Narendra Thakker

Personal information
- Full name: Narendra P. Thakker
- Born: 1945 (age 80–81) Mombasa, Kenya
- Role: Wicket-keeper

International information
- National side: East Africa (1972–1982);
- Source: CricketArchive, 2 February 2016

= Narendra Thakker =

Kenyan cricketer

Narendra P. Thakker (born 1945) is a Kenyan former cricketer who played internationally for East Africa, including at the 1979 and 1982 ICC Trophies. He played as a wicket-keeper.

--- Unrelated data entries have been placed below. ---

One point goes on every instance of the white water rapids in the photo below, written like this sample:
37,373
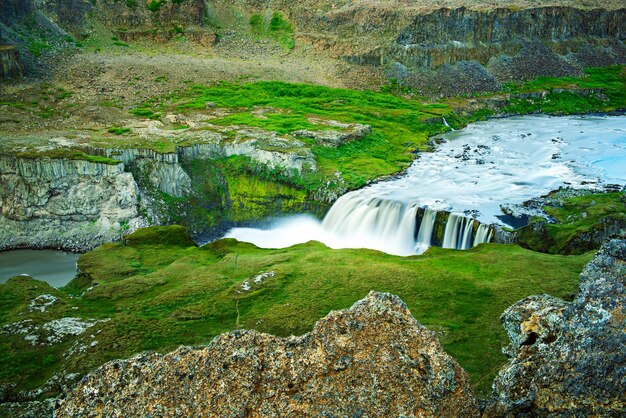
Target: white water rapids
471,174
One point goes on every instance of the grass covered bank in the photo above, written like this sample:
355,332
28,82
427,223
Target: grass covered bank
160,291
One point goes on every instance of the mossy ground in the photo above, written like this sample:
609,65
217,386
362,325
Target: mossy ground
160,291
575,218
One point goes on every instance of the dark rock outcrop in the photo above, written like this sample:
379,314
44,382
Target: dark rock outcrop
568,359
373,359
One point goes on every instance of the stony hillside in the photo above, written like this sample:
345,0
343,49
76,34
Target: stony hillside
374,359
437,48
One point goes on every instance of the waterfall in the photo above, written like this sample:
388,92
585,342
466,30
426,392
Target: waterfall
483,234
446,124
458,233
427,225
375,222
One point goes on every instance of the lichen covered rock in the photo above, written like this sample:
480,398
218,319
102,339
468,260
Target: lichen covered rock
568,359
373,359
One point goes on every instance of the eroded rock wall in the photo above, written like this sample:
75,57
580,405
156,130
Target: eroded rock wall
69,204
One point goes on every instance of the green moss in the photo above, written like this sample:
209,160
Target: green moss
155,5
401,126
577,220
277,28
161,291
119,131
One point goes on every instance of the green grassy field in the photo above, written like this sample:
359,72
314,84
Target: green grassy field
160,291
575,217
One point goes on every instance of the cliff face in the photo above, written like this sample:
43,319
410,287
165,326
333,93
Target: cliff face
373,359
78,205
65,203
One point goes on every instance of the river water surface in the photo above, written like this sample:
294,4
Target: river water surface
55,267
471,174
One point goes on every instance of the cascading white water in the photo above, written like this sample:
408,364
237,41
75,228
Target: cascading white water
370,221
425,234
458,233
366,221
483,234
478,169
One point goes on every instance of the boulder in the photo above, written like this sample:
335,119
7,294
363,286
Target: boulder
568,359
373,359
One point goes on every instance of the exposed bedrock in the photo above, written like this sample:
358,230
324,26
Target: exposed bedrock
446,36
77,205
568,358
65,203
373,359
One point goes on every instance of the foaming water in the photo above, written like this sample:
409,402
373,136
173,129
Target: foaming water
469,177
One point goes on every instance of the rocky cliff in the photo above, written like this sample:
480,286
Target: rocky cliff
373,359
9,64
78,204
70,204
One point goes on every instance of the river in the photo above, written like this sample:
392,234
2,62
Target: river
469,176
55,267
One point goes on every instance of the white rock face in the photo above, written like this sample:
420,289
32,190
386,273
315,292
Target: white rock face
52,332
65,203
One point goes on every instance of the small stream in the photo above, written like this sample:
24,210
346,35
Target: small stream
54,267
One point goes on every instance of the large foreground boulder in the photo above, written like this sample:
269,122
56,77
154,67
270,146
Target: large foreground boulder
569,359
373,359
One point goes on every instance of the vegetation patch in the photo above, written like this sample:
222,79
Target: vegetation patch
119,131
276,28
160,291
580,223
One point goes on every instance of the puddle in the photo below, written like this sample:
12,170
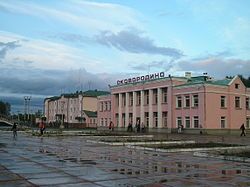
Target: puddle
2,145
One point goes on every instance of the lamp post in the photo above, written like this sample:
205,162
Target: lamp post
27,100
62,119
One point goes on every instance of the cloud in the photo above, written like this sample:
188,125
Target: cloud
221,54
42,54
85,15
162,64
70,37
218,67
132,42
5,47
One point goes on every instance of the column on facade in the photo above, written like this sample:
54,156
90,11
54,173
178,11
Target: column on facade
142,108
150,108
134,107
171,110
126,109
120,110
159,107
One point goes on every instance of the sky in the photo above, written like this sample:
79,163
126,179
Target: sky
49,47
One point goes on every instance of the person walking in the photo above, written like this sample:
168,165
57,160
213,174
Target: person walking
242,128
14,129
41,127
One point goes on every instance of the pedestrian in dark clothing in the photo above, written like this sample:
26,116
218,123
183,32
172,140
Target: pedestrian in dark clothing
242,128
14,129
41,127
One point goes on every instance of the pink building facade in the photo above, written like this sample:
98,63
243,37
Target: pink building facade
165,103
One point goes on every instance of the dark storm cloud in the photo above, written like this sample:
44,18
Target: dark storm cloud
52,82
132,42
5,47
162,64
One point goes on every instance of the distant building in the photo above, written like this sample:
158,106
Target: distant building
74,108
165,103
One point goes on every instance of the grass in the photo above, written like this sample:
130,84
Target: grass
2,145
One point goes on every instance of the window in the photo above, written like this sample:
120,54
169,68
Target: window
164,95
138,98
124,99
196,122
237,102
187,122
178,122
195,101
131,99
223,101
178,102
123,119
117,99
247,103
106,122
155,96
187,101
155,116
106,105
165,119
223,122
146,97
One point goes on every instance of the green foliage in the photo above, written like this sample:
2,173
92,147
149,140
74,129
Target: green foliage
246,81
5,108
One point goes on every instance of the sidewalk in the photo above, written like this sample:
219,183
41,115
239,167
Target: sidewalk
72,161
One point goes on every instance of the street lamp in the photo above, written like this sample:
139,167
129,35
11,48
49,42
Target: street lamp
62,119
27,106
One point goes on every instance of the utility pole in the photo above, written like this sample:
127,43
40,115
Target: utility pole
27,100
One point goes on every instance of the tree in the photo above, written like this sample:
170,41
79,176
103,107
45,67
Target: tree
246,81
5,108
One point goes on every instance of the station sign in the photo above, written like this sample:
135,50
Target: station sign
141,78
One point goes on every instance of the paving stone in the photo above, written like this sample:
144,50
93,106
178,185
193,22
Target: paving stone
72,161
55,180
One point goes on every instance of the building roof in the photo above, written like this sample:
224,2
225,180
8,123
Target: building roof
94,93
90,114
89,93
205,80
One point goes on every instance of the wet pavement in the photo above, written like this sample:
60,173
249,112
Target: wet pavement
72,161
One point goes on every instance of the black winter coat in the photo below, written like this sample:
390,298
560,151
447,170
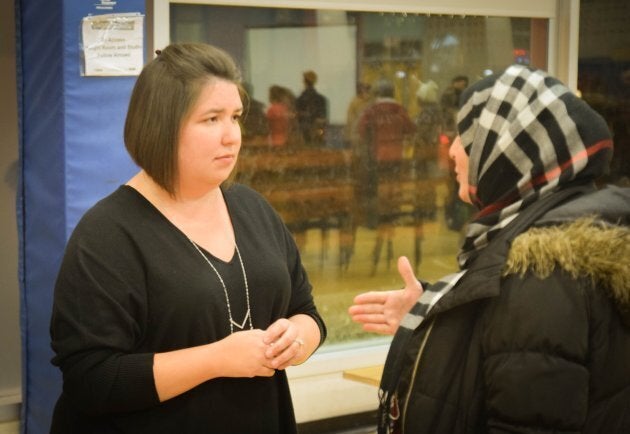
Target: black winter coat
536,335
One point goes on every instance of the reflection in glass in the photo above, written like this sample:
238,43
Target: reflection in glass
350,119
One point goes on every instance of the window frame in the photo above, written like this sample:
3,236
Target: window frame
318,388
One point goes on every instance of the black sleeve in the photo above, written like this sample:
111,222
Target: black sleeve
536,356
98,320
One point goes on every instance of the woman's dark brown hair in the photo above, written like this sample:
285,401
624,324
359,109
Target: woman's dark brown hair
164,94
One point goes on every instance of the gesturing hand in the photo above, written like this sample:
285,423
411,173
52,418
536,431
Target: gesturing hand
382,311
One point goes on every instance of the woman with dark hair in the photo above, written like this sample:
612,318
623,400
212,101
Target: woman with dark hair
181,297
533,333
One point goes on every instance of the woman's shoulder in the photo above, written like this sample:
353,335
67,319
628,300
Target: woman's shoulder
122,205
586,248
244,197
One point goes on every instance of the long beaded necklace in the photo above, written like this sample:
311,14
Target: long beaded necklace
248,316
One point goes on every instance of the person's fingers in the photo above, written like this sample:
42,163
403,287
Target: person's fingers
275,331
365,309
369,318
383,329
372,297
406,272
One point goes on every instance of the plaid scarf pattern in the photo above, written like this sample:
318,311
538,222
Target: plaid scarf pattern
526,135
393,364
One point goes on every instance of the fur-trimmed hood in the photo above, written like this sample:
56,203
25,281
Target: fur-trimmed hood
585,248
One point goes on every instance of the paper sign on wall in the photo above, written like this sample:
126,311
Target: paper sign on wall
113,44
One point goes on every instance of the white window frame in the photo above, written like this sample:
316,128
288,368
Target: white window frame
318,388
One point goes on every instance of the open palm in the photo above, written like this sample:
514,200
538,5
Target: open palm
381,311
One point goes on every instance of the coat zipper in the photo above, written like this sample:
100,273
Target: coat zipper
413,374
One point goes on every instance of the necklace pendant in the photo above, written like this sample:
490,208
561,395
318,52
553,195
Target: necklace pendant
241,326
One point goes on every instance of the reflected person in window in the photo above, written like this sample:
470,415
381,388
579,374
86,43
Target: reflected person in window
532,334
181,297
312,111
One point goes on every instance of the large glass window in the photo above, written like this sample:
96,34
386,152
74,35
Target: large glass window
348,128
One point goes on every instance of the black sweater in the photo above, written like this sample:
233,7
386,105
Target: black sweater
131,285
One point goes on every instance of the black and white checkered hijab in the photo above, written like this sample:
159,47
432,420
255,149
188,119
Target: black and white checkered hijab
527,135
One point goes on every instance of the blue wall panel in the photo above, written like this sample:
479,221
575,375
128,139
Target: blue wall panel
71,155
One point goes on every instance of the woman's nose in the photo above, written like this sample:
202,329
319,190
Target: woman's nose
232,133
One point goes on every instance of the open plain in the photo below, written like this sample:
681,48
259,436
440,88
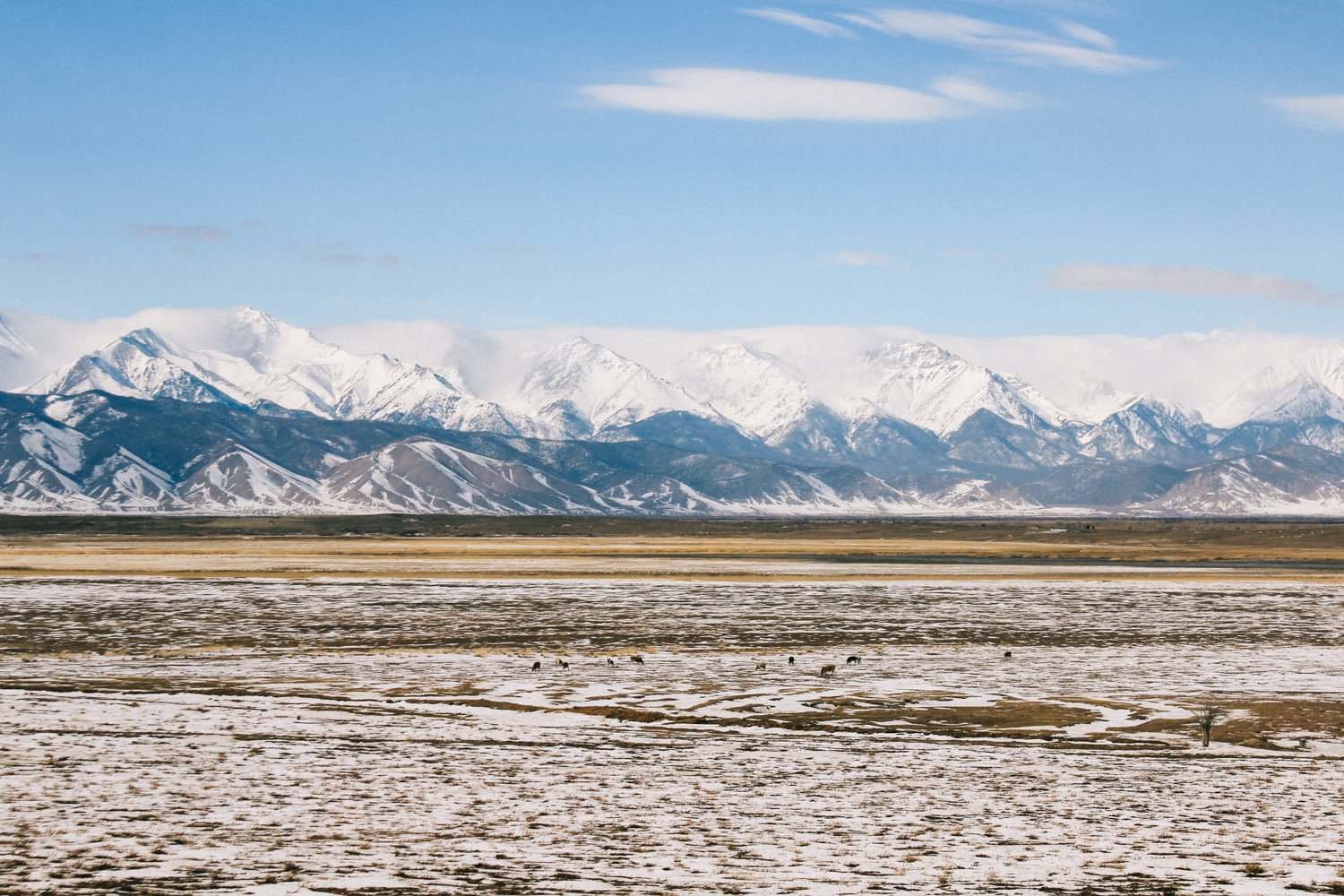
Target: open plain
223,710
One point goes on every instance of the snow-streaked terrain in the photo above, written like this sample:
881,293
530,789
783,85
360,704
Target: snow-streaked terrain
787,421
386,737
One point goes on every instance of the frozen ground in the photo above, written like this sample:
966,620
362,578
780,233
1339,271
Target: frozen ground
390,737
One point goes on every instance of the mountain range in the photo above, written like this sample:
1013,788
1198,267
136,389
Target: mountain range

A regular player for Kenya in regional tournaments, Thakker first played for East Africa in 1972, when he toured England and played against several county teams. He played his one and only first-class match in January 1974, against a Marylebone Cricket Club team that was returning the tour. In the match, played at Nairobi's Gymkhana Club Ground, he opened the batting with Jagoo Shah in both innings, scoring one run in the first innings and 22 in the second. At the 1979 ICC Trophy in England, Thakker shared East Africa's captaincy with Charanjive Sharma, with each player captaining the team in two of its four matches. His best performance was 44 not out against Argentina. At the 1982 edition of the tournament, where he made his last international appearances, Thakker shared the wicket-keeping duties with Raghuvir Patel. He was one of the few East African players at the tournament with first-class experience.